The platform includes a ten-lesson facilitator curriculum, a nine-episode animated series based on the film Saleem, screening tools for pre- and post-program assessment, therapy guides, and printable activity materials for children. In 2020, UNHCR funded a field study of the first fifteen minutes of the animated film with refugee children. The findings confirmed that children didn't just enjoy the story – they identified with Saleem, developed empathy for peers in similar situations, and were more open to seeking help from figures like Miss Amal, the school counselor character. The data validated what we had designed. We then built on that foundation.

Future Plans

The film has now completed a festival journey spanning 22 international festivals, including Annecy's Contrechamp competition, the Red Sea Film Festival, and Morocco's FICAM. Along the way, Saleem has earned nine awards, including the Order of King Abdullah II ibn Al Hussein for Excellence, awarded in recognition of the film's contribution to Jordanian culture and social impact. As that festival run closes, we're moving into the next phase: ensuring the film's message of hope reaches its widest possible audience through global distribution and local outreach.

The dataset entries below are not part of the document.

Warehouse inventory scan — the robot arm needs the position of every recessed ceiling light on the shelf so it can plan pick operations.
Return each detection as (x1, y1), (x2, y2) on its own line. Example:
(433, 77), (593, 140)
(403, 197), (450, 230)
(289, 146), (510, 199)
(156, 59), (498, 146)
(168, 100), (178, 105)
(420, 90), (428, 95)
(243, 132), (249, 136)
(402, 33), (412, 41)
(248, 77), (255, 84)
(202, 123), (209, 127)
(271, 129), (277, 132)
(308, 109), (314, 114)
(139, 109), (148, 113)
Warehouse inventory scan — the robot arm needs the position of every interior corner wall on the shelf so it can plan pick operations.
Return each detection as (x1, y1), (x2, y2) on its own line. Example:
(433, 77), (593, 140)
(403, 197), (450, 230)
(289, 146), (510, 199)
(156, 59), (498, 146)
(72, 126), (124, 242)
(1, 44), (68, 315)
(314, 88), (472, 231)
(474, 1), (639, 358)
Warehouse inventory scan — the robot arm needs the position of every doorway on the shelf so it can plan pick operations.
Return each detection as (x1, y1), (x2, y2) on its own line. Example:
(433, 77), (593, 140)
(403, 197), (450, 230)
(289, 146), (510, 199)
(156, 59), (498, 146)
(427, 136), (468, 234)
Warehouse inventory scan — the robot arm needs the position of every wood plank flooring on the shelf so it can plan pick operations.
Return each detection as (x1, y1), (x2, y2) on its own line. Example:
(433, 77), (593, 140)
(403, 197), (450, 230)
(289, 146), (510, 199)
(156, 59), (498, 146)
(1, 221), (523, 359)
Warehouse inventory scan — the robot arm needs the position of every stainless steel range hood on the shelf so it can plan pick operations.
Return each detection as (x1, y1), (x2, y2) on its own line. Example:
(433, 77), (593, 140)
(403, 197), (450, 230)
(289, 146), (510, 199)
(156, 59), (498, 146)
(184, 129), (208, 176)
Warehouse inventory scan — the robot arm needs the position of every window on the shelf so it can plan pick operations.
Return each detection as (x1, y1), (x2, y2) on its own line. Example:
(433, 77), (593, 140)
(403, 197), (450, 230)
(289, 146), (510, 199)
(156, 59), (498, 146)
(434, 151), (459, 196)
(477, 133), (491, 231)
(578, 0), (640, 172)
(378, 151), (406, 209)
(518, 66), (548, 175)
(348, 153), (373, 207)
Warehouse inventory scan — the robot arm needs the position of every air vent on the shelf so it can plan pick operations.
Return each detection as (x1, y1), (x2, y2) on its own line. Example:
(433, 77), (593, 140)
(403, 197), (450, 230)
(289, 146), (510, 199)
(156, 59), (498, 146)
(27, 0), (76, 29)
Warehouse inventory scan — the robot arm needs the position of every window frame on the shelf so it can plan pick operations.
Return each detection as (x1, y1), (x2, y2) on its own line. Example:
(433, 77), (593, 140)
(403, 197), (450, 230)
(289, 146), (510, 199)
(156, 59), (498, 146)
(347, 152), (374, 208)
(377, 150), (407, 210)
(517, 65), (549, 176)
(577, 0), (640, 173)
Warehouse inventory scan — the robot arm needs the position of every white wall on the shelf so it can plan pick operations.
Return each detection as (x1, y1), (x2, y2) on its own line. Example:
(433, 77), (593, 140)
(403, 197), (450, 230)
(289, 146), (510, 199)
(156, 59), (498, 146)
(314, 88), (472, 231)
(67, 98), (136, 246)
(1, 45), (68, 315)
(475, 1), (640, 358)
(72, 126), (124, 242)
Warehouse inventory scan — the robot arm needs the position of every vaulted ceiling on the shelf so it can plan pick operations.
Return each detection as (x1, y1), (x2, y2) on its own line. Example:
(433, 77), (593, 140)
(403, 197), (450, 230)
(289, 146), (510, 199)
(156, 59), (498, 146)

Following its festival run, the film made its theatrical debut in January 2024 in collaboration with the Royal Film Commission and under the patronage of HRH Princess Rym Ali, launching across major Jordanian multiplexes before releasing in Saudi Arabia, the UAE, and Bahrain. Taj Cinemas reported that Saleem became the highest-grossing Arabic film in Jordan in recent history.

On the distribution side, Saleem will soon be available on VOD platforms, starting with Shahid, the leading VOD platform in the Arab world. That's a significant shift in reach – from a festival and theatrical audience to millions of households across the region. The Amal for Children program is being implemented by partners in 16 countries across the Arab world, Latin America, and the USA, with over 3,000 children enrolled and more than 285 facilitators trained. We are working on expanding into more locations and languages, building more partnerships internationally. In addition, we plan to expand the film and animation resources and incorporate more relevant themes into our platform.

Beyond Saleem, Digitales is constantly developing new purpose-driven content. Our long-running program, Our Family Life, continues to grow and create meaningful content for audiences in the region and around the world. For Cynthia and Shadi, the goal is simple: high-quality animation, built on a strong framework for social-emotional growth and deep cultural understanding, is one of the most effective ways to create meaningful change. Saleem proved this is possible, and it remains the core of everything we do.